Reinventing Retail

“Reinventing retail is a daily exercise for all of us in merchandising and everything else,” said Michael Townsend, president and CEO of Townsend & Associates, a retail and commercial developer, while speaking at the “Looking Forward: Reinventing Retail” panel at ULI’s Fall Meeting. Read more to learn why he and other industry experts predict casualties as well as opportunities in the years ahead.

Cirque du Soleil at the Mall of America; Forever 21 in Times Square; products at Macy’s with QR codes that customers can scan with their cell phones to get more information about the item while they’re shopping; other cell phone apps that reward people just for walking into brick-and-mortar stores.

“Reinventing retail is a daily exercise for all of us in merchandising and everything else,” said Michael Townsend, president and CEO of Townsend & Associates, a retail and commercial developer whose clients include Forever 21 and United Colors of Benetton.

“It’s all about changing quickly and changing with the market—that’s the mantra,” he said, pointing to generation Y shoppers, those born between 1980 and 2000, who are all about connectivity.

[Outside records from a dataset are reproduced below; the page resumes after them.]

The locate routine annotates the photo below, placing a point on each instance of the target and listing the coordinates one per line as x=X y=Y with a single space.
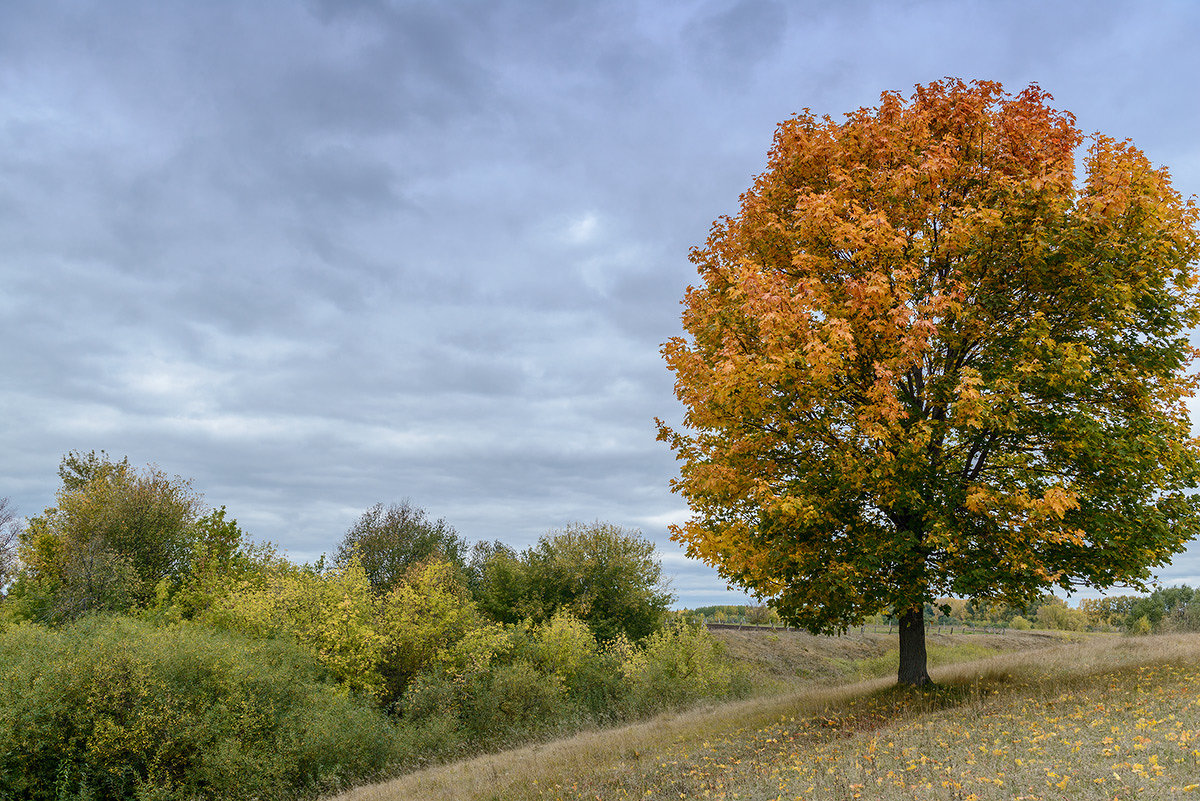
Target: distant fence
x=876 y=628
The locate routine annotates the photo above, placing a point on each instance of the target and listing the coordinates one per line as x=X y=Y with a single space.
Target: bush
x=118 y=709
x=679 y=664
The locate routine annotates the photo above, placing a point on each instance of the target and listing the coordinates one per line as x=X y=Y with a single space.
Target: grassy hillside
x=798 y=658
x=769 y=747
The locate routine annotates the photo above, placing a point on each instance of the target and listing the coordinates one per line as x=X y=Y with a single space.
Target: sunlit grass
x=1107 y=718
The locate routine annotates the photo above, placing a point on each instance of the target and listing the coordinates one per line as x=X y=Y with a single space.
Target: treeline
x=149 y=649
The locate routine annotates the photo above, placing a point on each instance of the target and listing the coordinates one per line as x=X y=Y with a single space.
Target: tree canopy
x=391 y=540
x=925 y=360
x=606 y=576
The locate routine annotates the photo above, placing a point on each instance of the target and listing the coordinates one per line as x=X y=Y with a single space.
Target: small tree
x=113 y=535
x=924 y=362
x=391 y=540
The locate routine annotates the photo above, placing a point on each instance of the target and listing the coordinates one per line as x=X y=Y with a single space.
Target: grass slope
x=731 y=750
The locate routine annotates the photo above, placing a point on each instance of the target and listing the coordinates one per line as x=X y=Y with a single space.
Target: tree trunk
x=913 y=668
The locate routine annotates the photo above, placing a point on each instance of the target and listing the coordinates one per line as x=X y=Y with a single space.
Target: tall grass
x=1102 y=718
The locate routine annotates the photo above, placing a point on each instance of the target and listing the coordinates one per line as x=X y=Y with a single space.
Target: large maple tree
x=927 y=359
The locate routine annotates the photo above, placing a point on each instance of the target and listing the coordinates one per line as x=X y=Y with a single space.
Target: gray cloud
x=322 y=256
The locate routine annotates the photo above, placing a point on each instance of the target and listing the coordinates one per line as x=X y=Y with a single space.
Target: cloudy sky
x=316 y=256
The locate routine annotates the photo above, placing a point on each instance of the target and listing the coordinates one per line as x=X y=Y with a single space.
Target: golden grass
x=1097 y=718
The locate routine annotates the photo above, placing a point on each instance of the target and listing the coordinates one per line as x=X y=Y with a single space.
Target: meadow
x=1093 y=718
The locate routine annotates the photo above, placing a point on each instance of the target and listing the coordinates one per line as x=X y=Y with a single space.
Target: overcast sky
x=316 y=256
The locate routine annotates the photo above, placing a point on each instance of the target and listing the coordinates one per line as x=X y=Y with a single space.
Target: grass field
x=1095 y=717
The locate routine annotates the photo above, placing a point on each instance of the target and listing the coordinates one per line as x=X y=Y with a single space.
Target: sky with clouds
x=316 y=256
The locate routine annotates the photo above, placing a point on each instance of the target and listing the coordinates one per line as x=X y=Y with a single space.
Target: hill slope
x=732 y=750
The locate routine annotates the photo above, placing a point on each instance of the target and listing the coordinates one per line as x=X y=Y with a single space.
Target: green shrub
x=118 y=709
x=678 y=664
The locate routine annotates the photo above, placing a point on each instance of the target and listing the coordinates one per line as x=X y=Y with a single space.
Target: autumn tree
x=924 y=360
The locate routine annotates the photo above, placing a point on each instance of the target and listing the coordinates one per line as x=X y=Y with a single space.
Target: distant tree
x=391 y=540
x=77 y=468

“Technology has made them very adaptable,” he said. “It’s not about quality so much as it is about newness; they want newness.”

Speaking at the “Looking Forward: Reinventing Retail” panel at the Urban Land Institute’s 2011 Fall Meeting and Urban Land Expo in Los Angeles late last month, Townsend and other industry experts predicted casualties as well as opportunities ahead.

Technology, demographics, and the recession are the main market drivers, said Judith Taylor, a partner with Pro Forma Advisors, a land use consulting firm in Hermosa Beach, California. Growing internet sales and tight credit are keeping the pressure on retailers to downsize store space, while baby boomers move toward retirement and out of their peak years for discretionary spending. Meanwhile, Taylor said, the Hispanic population—and its spending power—continue to grow.

By 2025, one in five Americans will be Hispanic, she said.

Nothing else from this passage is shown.